Was that really invitation in that well-stacked redhead's eyes or has my imagination been inflamed by this near-terminal case of lakanookie ?

He got in the Porsche and drove home. There were, he noticed when he drove in the underground beneath the building that housed both the Delaware Valley Cancer Society and Chez Payne, far more cars in it than there normally were at this hour of the night. Ordinarily, it was just about deserted.

Parking spaces twenty-nine and thirty, which happened to be closest to the elevator, had been reserved by the management for the occupant of the top-floor apartment. The management had been instructed to do so by the owner, less as a courtesy to his son, who occupied the topfloor apartment, than, the son had come to understand, because a second parking spot was convenient when the owner's wife or other members of the family had some need to park around Rittenhouse Square.

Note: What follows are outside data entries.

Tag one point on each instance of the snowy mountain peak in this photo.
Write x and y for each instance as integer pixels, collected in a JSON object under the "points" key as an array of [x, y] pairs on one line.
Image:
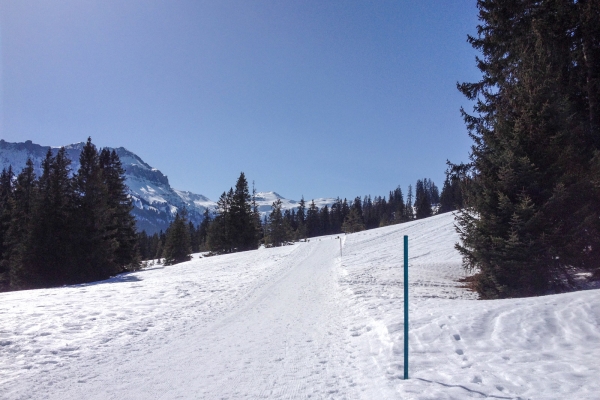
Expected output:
{"points": [[155, 201]]}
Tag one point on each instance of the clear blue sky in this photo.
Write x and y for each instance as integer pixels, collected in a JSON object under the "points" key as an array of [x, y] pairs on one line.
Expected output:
{"points": [[314, 98]]}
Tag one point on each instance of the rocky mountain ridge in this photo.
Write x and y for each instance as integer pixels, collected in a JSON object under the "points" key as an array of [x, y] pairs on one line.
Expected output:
{"points": [[155, 201]]}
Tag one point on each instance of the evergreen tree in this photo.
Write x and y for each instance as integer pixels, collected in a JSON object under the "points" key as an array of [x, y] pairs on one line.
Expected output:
{"points": [[409, 211], [6, 192], [353, 222], [177, 246], [277, 229], [219, 232], [203, 229], [301, 219], [51, 251], [313, 226], [533, 211], [242, 226], [120, 220], [324, 221], [422, 200], [95, 239], [18, 240]]}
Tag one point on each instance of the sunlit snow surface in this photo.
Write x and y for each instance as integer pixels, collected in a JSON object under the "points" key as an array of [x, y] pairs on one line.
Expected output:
{"points": [[299, 322]]}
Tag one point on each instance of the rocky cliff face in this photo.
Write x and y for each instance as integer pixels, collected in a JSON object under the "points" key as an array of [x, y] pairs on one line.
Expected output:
{"points": [[155, 201]]}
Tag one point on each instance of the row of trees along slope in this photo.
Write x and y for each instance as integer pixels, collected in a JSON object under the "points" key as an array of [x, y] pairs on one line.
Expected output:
{"points": [[534, 176], [64, 228], [237, 225]]}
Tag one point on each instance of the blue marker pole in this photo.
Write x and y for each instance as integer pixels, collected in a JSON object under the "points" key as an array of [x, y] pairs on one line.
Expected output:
{"points": [[405, 307]]}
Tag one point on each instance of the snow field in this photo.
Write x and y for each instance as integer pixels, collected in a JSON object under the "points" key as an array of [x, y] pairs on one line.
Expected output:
{"points": [[300, 322]]}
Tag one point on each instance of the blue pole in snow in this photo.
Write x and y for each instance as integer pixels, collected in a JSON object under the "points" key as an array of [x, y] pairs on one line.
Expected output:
{"points": [[405, 307]]}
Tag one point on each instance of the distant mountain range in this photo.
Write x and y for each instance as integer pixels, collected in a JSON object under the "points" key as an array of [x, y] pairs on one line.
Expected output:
{"points": [[155, 201]]}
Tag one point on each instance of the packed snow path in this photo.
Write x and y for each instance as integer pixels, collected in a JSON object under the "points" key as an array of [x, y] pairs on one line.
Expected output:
{"points": [[299, 322]]}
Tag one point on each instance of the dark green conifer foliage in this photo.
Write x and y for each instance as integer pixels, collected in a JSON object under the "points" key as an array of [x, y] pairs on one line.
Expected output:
{"points": [[278, 232], [219, 232], [353, 222], [301, 219], [177, 246], [22, 272], [120, 222], [52, 251], [242, 225], [6, 193], [422, 200], [203, 229], [533, 208], [95, 239], [313, 225]]}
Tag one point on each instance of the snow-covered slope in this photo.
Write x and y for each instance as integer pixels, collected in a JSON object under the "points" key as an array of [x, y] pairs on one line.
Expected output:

Tonight, a Cadillac Fleetwood sedan was parked in parking space twenty-nine, its right side overflowing into what looked like half of parking space thirty. The Payne family owned a Cadillac Fleetwood, but this wasn't it.

Matt managed to squeeze the Porsche 911 into what was left of parking space thirty. But when he had done so, there was not room enough between him and the Cadillac to open the Porsche's driver's side door. It was necessary for him to exit by the passenger side door, which, in a Porsche 911, is a squirming feat worthy of Houdini.